Я иногда срываюсь и начинаю плакать, они приходят, обнимают меня, Катя кричит: «Мама, не плачь!» А я им говорю, что если хочется плакать, то надо же выплакаться, нужно всё проговорить.
у Оли, бывает, слезы наворачиваются, но она их гасит усилием воли.
Как-то, не прошло даже десяти дней после похорон, мы вышли на улицу, и они начали смеяться, бегать, прыгать.
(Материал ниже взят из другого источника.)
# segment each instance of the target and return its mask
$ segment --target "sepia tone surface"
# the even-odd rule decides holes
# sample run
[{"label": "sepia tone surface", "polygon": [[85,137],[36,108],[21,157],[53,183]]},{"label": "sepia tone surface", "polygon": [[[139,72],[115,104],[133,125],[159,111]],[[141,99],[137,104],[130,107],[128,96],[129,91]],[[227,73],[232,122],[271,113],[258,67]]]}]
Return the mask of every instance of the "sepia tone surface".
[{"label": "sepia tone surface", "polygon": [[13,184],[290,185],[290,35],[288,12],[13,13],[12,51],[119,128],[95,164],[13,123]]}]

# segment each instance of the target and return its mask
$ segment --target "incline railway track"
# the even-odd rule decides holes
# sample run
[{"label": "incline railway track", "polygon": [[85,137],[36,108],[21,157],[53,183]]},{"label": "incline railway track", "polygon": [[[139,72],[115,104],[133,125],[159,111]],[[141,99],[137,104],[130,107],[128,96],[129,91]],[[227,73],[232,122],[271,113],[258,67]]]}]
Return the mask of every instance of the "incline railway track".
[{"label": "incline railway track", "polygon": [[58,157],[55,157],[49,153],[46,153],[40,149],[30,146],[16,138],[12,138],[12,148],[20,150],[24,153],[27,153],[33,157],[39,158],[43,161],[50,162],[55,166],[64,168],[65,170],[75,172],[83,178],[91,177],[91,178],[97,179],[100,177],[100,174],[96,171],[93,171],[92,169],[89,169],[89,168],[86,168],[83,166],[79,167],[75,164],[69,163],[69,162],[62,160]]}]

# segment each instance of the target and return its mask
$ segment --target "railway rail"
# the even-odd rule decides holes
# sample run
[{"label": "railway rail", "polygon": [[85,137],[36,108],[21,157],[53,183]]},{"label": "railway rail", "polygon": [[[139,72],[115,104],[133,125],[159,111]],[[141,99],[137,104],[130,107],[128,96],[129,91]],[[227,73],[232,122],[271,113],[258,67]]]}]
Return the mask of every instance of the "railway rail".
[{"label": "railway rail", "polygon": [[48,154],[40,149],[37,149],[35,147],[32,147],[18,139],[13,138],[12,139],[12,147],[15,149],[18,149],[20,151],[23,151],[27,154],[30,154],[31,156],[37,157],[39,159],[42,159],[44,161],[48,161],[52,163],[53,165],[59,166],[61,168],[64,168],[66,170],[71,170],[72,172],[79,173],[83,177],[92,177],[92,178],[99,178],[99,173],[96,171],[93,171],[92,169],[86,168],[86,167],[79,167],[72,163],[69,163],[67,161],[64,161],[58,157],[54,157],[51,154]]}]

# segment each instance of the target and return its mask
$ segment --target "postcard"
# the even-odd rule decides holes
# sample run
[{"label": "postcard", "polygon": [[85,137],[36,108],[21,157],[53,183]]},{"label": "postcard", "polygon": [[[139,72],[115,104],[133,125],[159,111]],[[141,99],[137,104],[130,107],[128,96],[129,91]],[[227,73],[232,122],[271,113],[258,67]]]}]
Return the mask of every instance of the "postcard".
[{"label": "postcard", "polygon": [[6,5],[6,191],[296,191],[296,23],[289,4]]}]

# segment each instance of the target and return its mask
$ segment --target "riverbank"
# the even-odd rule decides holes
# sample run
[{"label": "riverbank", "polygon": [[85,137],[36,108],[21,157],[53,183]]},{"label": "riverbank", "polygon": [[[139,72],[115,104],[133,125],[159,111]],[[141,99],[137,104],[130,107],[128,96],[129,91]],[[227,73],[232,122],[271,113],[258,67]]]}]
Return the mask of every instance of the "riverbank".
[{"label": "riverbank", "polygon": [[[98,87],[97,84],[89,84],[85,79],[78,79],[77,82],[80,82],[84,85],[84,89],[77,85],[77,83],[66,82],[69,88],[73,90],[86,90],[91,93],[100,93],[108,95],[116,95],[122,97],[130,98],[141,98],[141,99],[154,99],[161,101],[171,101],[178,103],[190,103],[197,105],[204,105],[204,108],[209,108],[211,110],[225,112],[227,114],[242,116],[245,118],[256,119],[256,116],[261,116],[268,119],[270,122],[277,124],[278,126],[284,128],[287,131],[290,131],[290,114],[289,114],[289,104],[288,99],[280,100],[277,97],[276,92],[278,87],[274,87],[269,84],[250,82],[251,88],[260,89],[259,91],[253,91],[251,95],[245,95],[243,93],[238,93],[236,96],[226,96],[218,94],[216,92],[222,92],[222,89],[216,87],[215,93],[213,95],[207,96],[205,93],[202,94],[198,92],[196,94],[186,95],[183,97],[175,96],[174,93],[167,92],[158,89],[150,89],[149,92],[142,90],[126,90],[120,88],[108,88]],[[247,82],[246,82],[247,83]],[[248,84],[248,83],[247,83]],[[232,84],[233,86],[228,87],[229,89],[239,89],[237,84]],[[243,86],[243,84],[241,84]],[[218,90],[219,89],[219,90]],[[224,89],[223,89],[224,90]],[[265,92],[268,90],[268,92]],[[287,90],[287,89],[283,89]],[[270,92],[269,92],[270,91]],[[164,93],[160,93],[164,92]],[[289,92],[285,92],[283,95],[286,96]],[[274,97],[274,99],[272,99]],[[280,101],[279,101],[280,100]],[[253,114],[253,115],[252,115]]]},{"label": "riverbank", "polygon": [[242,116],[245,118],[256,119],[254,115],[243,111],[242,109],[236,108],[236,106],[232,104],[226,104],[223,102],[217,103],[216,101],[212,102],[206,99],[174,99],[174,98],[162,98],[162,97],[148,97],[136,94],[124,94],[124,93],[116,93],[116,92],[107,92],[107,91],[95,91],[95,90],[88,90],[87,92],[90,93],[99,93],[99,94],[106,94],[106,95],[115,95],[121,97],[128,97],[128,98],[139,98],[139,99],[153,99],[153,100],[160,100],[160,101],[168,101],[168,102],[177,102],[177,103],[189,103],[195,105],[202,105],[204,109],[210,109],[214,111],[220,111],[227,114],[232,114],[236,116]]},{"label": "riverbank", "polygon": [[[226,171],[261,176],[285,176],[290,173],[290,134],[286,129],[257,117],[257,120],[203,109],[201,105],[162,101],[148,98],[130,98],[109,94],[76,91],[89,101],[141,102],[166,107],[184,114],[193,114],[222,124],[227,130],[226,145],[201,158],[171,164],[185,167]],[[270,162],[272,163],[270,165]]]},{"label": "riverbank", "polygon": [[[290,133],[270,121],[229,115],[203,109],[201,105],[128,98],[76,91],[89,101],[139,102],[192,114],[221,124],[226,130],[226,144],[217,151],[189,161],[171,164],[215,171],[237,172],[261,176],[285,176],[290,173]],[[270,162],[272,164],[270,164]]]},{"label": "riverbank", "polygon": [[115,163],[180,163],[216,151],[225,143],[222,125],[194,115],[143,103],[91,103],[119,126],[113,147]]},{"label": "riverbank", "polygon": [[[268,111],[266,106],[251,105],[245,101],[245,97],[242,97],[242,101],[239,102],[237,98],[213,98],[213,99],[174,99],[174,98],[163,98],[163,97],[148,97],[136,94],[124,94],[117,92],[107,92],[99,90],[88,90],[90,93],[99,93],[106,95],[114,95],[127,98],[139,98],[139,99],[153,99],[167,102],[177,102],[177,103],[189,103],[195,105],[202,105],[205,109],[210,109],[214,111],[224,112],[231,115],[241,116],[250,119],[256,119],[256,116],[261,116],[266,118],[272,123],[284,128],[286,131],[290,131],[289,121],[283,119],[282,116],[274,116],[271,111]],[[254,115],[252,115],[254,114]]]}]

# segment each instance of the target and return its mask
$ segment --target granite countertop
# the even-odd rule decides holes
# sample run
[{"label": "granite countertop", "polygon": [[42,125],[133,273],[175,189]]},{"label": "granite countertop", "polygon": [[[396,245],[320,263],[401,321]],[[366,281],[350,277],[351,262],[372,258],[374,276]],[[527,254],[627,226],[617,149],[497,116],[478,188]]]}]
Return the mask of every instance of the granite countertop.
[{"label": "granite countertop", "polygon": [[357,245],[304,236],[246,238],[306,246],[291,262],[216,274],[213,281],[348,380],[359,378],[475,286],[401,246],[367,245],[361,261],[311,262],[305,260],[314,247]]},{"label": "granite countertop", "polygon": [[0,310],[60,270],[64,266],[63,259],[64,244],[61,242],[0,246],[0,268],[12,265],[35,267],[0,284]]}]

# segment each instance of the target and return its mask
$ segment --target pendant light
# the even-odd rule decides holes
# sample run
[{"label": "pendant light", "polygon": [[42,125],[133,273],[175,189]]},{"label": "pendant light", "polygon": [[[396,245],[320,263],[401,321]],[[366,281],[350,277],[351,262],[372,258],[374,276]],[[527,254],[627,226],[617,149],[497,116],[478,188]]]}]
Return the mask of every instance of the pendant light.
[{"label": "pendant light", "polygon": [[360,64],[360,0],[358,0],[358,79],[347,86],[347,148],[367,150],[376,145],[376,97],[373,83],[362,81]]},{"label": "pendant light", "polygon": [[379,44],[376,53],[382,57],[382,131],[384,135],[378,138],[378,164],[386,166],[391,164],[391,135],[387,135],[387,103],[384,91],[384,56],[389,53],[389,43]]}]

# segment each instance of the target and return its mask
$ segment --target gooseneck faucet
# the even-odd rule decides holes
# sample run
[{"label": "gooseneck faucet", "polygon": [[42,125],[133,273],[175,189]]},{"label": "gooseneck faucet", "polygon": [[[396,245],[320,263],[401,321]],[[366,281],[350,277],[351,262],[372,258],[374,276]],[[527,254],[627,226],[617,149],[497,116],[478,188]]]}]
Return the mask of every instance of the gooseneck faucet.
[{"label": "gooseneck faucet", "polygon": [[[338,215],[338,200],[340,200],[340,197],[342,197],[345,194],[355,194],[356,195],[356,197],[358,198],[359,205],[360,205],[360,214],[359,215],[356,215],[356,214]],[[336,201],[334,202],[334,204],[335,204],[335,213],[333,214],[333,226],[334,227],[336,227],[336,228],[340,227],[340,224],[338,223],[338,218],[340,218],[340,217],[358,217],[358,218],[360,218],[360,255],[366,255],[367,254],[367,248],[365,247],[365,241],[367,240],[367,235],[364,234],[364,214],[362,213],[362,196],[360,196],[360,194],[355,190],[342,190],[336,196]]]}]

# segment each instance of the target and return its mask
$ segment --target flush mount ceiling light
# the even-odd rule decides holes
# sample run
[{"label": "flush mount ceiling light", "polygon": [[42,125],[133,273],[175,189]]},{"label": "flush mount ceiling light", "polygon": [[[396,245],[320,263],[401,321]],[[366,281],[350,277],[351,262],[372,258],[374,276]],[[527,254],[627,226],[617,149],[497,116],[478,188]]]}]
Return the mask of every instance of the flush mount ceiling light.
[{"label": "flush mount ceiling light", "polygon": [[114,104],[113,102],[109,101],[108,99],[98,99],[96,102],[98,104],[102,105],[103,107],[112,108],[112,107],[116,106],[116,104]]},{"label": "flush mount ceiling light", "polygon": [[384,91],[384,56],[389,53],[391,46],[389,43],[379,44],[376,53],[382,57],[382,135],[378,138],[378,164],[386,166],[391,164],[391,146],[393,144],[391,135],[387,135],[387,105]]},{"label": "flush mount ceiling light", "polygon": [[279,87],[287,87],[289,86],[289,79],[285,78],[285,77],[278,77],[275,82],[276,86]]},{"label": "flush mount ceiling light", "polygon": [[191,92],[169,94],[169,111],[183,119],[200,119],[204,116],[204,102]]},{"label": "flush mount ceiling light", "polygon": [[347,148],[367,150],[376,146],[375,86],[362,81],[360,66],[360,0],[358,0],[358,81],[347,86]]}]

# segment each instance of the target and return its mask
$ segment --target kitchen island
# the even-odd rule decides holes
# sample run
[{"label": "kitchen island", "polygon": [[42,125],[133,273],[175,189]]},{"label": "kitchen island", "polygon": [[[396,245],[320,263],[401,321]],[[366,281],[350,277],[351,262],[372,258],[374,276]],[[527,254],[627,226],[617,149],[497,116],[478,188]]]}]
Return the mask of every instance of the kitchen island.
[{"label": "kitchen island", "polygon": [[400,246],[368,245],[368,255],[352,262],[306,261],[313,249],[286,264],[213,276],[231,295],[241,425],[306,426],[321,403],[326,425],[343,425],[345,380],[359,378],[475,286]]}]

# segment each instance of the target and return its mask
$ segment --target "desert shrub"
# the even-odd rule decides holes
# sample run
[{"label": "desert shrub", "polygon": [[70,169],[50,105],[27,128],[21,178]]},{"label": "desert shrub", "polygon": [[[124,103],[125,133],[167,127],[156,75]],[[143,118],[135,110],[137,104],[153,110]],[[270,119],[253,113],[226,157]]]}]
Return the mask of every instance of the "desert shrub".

Сначала меня это покоробило: у них папа умер, а они…
Но с другой стороны, я понимаю, как важно, чтобы у них эта внутренняя радость осталась. Я стараюсь, чтобы дома им было хорошо, уютно. Хочется сказать «как раньше». Но как раньше, конечно, не будет.
Оля порой пытается говорить, как папа, голос повышает, когда злится, – копирует его. Может быть, она сейчас несколько идеализируя его. Пусть! Но она и пытается занять его место, взять на себя роль взрослого, опекать меня: «Мама, я тебе могу помогать, ты со мной делись, если что. Ты в себе не держи». Даже воспитывать пытается – и младшую сестру, и меня: «Ты это не так делаешь!»
Мне очень важно, чтобы они не ощущали себя бедными сиротками, не завидовали другим детям, у кого есть папы.
Потому что есть много детей, которые сильно травмированы отсутствием отца, закомплексованы. Я говорила со своими про это. И сказала, что у кого-то вообще нет папы, а у кого-то есть, но совершенно дурацкий.
А у вас был прекрасный папа. И он есть. И мы под куполом его любви и заботы продолжаем находиться. Я хочу, чтобы вы через всю свою жизнь это пронесли. Нам было дано сколько лет – значит, столько.
«Мама, мне было так плохо, а ко мне никто даже не подошел»
Мама Гульназ, дочь Диляра (13 лет). Папа умер год назад
– О смерти ее отца мне пришлось сказать дочери по телефону – он умер в больнице, долго боролся с раком. Помню, что никак не могла решиться позвонить. А слов не помню. Я себя саму вообще в тот период плохо осознавала.
Дочка не заплакала тогда. Спросила: почему, отчего он умер. Мы не говорили ей про онкологию, так что я сказала: инсульт.
На следующий день, когда мы разговаривали, она расплакалась: «Это он из-за меня расстроился? Из-за того, что я тройку в четверти получила?»
(Дочка учится на пятерки, а тут, незадолго до папиной смерти, действительно схватила трояк, он расстраивался.) Я ей сказала: «Что ты, конечно нет!»
Я старалась при ней не плакать, бегала курить. На похоронах меня страшно трясло. А она держалась. И на поминках тоже держалась. Наверное, потому что до нее как-то не сразу дошло. Но потом, месяца через четыре, она мне в разговоре призналась: «Мама, мне было так плохо, а ко мне никто даже не подошел».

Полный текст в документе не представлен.